On the other hand, there is an upside to being the victim of gossip! First, it is an honor to be able to suffer the same ridicule that Jesus experienced in His ministry. Second, Jesus taught that victims of gossip (Christians, of course) would be highly rewarded in heaven!

"Blessed are you when they revile and persecute you, and say all kinds of evil against you falsely for My sake. Rejoice and be exceedingly glad, for great is your reward in heaven, for so they persecuted the prophets who were before you.” Mat. 5:11-12

Most of us make the mistake of judging others by how we perceive them. As soon as we talk about someone based on our perceptions, we start the flame of gossip.

Some years ago we had an incident at the international convention of our fellowship of churches in Puerto Rico. A charismatic young man had left his church because he couldn’t have his way and became resentful.  He had spoken against his pastor all over town, but attended the convention on Sunday morning, which was the final event. The meeting was remarkable and ended with an alter call where hundreds were gathered at the front praying and being touched by the Holy Spirit. I ended the meeting with a final prayer and noticed that the young man had made his way to the front just as I was closing the convention. I knelt down and spoke into the microphone and said: “it is good that you come forward to repent, but so that you understand how your gossip has spread; go into the field next to us with a feather pillow – cut it open and throw the feathers into the wind – then go and pick them all up” The lesson was not only for him but also for those standing around at the altar; our gossip can be repented of – but the effect of it is almost impossible to clean up! It has a way of continuing from ear to ear long after we realize that we were wrong to speak against another person. I have seen reputations ruined forever because of one person rumoring a tale.

My mother taught me a hard lesson when I was 13 years old. She overheard me make a comment about a girl in my school. I told a friend that I thought she was a “whore”. My mother slapped me in the mouth, found out the girls name and address and drove me to her home and made me apologize for what I had said about her. After my embarrassing apology I got back into the car with my mom and she said: “Well, David I have to admit, she does look like a whore, but don’t ever be the one to ruin a person’s reputation.” The next day at school was another story… the girl has told everyone about the episode – I can’t even put into words how I felt that whole day.

Our words are important; we can build other people up or tear them down. We can use our words to encourage or discourage; we can use them to make someone’s life easier or impossible.

Most importantly, our words will follow us into the Day of Judgment:

"But I say to you that for every idle word men may speak, they will give account of it in the day of judgment. For by your words you will be justified, and by your words you will be condemned." Mat. 12:36

That will be an interesting day for all of us. On that day the truth will be known in the light of God’s presence… all rumors will be settled forever, all gossip will finish and each of us will appear as we really are, not the way others portrayed us to be.

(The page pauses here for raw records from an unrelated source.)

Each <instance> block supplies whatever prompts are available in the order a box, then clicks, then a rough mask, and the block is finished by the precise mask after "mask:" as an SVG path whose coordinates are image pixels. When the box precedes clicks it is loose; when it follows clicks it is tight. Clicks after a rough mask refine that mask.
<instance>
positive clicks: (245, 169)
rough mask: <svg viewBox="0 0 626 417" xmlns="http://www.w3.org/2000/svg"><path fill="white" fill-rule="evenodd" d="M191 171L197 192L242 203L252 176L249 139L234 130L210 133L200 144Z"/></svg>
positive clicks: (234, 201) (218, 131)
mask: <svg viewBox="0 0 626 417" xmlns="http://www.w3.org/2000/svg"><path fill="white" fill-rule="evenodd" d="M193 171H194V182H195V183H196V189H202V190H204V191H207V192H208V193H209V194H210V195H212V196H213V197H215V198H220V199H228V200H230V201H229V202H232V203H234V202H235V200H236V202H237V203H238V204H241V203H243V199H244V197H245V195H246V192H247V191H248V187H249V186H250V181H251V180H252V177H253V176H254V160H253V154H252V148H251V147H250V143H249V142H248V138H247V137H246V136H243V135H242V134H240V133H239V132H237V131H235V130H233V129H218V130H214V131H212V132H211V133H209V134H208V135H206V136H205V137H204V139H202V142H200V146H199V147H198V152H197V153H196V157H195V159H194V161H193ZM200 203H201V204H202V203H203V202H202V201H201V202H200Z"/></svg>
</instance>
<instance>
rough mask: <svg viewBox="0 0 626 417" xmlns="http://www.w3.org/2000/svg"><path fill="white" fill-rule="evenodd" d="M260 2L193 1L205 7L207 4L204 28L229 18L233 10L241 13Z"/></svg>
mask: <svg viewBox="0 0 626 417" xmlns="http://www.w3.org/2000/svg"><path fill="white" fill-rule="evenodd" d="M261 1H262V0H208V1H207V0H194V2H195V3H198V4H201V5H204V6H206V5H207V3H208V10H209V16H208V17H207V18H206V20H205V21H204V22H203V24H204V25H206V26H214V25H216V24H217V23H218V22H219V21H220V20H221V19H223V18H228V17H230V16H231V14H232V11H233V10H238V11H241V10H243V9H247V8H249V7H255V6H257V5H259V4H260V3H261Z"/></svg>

In his letter to the Colossians, Paul instructed them concerning the way they spoke to one another:

“But now you also, put them all aside: anger, wrath, malice, slander, and abusive speech from your mouth.” Col. 3:8

Let your speech always be with grace…” Col. 4:6

If we speak with grace, we speak with favor for others. It is as simple as that. We bless others instead of criticizing and find ways to say things that will build people up instead of tearing them down.

Let me close with a verse that I often use when praying to start out my day:

“Set a guard, O LORD, over my mouth; Keep watch over the door of my lips.” Psa. 141:3

I want to be one who spreads the Good News – not the bad. When people see me coming, I want them to say “Oh, here comes a blessing!” Not “Oh boy, now we’ll hear some juicy stories!”

I will be the first to admit that I need to make improvements! Eternity is just a breath away for all of us and our sincere goal should be to be found “perfect in Christ…” (Col 1:28 NKJV) That goal my friends, can only be achieved if we take the challenge of taming our tongue seriously.